I say I remember her visiting my office.
“Good. I’m sorry to disturb your rest. We just need a brief statement from you about the events that occurred at Janis Rocque’s estate.”
“Did Evie confess?” I whisper.
“I’m afraid I can’t answer that,” says Detective Ruiz, but behind her, I see Hendricks shake his head no. How did he get to the sculpture garden so fast? I thought he was almost at my apartment in Hollywood. Gratitude floods me. I could have died if Yegina hadn’t found him, if he hadn’t found me.
“Maggie, I’m going to ask you some questions and I want you to answer as honestly as possible. You arrived at the sculpture garden at what time?” Detective Ruiz has a little recorder in her hand, proper-sized and digital.
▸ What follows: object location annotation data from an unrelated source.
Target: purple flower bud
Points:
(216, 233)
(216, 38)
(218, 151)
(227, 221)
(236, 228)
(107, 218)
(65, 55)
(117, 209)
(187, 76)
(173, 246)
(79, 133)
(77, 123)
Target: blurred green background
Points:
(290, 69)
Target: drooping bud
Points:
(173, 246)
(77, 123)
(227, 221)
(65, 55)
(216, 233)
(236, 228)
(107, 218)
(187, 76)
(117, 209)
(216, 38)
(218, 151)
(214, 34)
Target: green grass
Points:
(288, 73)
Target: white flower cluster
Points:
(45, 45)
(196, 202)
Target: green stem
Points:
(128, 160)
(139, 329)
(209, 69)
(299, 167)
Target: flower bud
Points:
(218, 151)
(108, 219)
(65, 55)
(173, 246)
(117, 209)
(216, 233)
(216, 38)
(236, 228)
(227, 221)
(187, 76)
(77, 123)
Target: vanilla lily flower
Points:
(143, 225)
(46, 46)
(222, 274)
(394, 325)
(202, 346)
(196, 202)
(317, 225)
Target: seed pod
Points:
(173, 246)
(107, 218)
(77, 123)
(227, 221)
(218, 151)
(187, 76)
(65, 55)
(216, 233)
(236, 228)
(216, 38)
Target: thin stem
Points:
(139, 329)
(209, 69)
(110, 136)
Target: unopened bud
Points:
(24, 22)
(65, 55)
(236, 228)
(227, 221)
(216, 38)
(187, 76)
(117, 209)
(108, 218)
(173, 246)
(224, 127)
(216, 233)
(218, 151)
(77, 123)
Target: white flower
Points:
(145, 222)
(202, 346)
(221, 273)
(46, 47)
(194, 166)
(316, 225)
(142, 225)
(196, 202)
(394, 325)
The doctors said that the big clunky machine inside my purse actually broke my fall, so the blade only cut my belly after I rolled.
I tell Ruiz everything I can remember about the morning, including calling the storage facility, including the heat and the drive through Hollywood, including the coolness of the bower where Theresa Ferguson’s art opened the ground. I keep talking until I get to the part where Evie pushed me and then the words abruptly stop. I can’t say it, can’t describe the look in her face when she shoved me: She wanted me dead. The force of that feeling: it’s like a steel wall slamming into my nose and skull. I don’t want to experience it again.
“And then?” Detective Ruiz rubs her temple.
I shake my head, still unable to speak. My hair is still damp from the bath. It drags on my cheeks like fingers.
Ruiz glances up at Hendricks, as if soliciting his advice.